# Old 6.1 to ?



## blackcloud22 (Nov 25, 2013)

Hey everyone, new guy here. 

I am having some difficulty with a surround sound issue and came across this forum and figured you people could help and give me suggestions


I have an older (10 years ?) Yamaha 6.1 receiver. When I installed this, I put the 3 rear speakers in my vaulted ceiling above and just behind where my couch is. The receiver has finally given out on me (wont turn on). I want to replace it but I don't find any decent 6.1 systems ( and nothing was ever recorded in true 6.1 anyway). If I go with a 5.1 I will lose the sound from the rear center channel, which gave a good sound balance. 

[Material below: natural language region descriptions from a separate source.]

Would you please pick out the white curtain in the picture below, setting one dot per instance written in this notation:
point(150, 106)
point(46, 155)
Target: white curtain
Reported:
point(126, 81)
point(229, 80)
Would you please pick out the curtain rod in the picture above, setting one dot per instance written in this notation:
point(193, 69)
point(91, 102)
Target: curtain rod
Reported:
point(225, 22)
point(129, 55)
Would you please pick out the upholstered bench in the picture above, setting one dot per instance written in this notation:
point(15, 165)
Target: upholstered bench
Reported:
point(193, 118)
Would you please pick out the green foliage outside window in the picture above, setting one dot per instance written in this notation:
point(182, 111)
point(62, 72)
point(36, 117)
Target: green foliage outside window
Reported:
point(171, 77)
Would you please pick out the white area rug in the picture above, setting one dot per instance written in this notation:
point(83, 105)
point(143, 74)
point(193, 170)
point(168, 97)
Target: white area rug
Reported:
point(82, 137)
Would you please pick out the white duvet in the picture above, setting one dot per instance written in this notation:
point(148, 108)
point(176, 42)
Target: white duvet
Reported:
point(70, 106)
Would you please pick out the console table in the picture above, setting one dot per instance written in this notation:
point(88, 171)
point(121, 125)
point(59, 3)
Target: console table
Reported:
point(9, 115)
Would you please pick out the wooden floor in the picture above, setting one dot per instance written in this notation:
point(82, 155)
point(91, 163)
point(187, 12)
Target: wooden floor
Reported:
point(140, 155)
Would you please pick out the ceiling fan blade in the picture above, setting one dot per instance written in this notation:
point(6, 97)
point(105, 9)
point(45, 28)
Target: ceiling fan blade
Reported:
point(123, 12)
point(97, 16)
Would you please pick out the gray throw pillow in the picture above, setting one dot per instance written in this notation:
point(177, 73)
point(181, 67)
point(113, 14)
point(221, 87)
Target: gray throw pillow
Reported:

If I go with a 7.1, I only have 3 rear speakers and spreading them out and repairing the ceiling for the fourth speaker would be a pain. 

So I can either do that, go with a 5.1, or see about getting my current receiver fixed. 

Suggestions?


----------



## pddufrene (Mar 14, 2013)

Since you like having that extra channel in the rear I would consider doing the patch work and going with the 7.1 . I just finished patching holes in my ceiling from my old 5.1 I had, it wasn't that bad. Nothing a dry wall repair kit can't fix! Lol


----------



## Jungle Jack (Jul 28, 2009)

blackcloud22 said:


> Hey everyone, new guy here.
> 
> I am having some difficulty with a surround sound issue and came across this forum and figured you people could help and give me suggestions
> 
> ...


Hello,
I do not see any issue with purchasing a 7 or 9 channel AVR. In speaker setup you can specify that you are using a single SB channel. From there the AVR should be able to account for it and there are Dolby True HD and DTS HD titles that are encoded beyond 5.1.

Given the age I am going to go out on a limb and say that the juice is not worth the squeeze. There are some great bargains out there for 7 channel AVR's right now.
Best,
Jack


----------



## blackcloud22 (Nov 25, 2013)

Thanks for the replies.

I'm not sure what I am going to do yet. 

Patching my ceiling and moving speaker would be difficult because of how the attic is and how they are wired, however, I am leaning towards a 7.1 system and doing what Jack said. I guess I need to research a little more


----------



## tcarcio (Jun 27, 2007)

I agree with Jack. What price range are you looking to spend?


----------



## blackcloud22 (Nov 25, 2013)

$200 to 1000. 

I want something pretty decent that is going to last


----------



## tcarcio (Jun 27, 2007)

Well here are a couple of solid recievers. In your lower price range you could take a look at Marantz.. 
http://www.accessories4less.com/mak...orkingTheater-Receiver-w/AirPlay-3D-4K/1.html
Or in your upper range something like this.
http://www.accessories4less.com/mak...O-TX-NR929-9.2-Ch-Network-A/V-Receiver/1.html Both have great room correction software and plenty of power.


----------



## nova (Apr 30, 2006)

Agree with Jack, depending on your receiver you will just hook up your rear center to the 7.1 left or right and tell the receiver. 6.1 was matrixed so it really shouldn't matter, just depends on your AVR.


----------



## DocFJ (Apr 17, 2013)

I am using a Denon AVR-1712 7.1 receiver for my 6.1 setup, and it is amazing compared to the old 1990s home theater receivers I was used to. It was about $250 refurbished


----------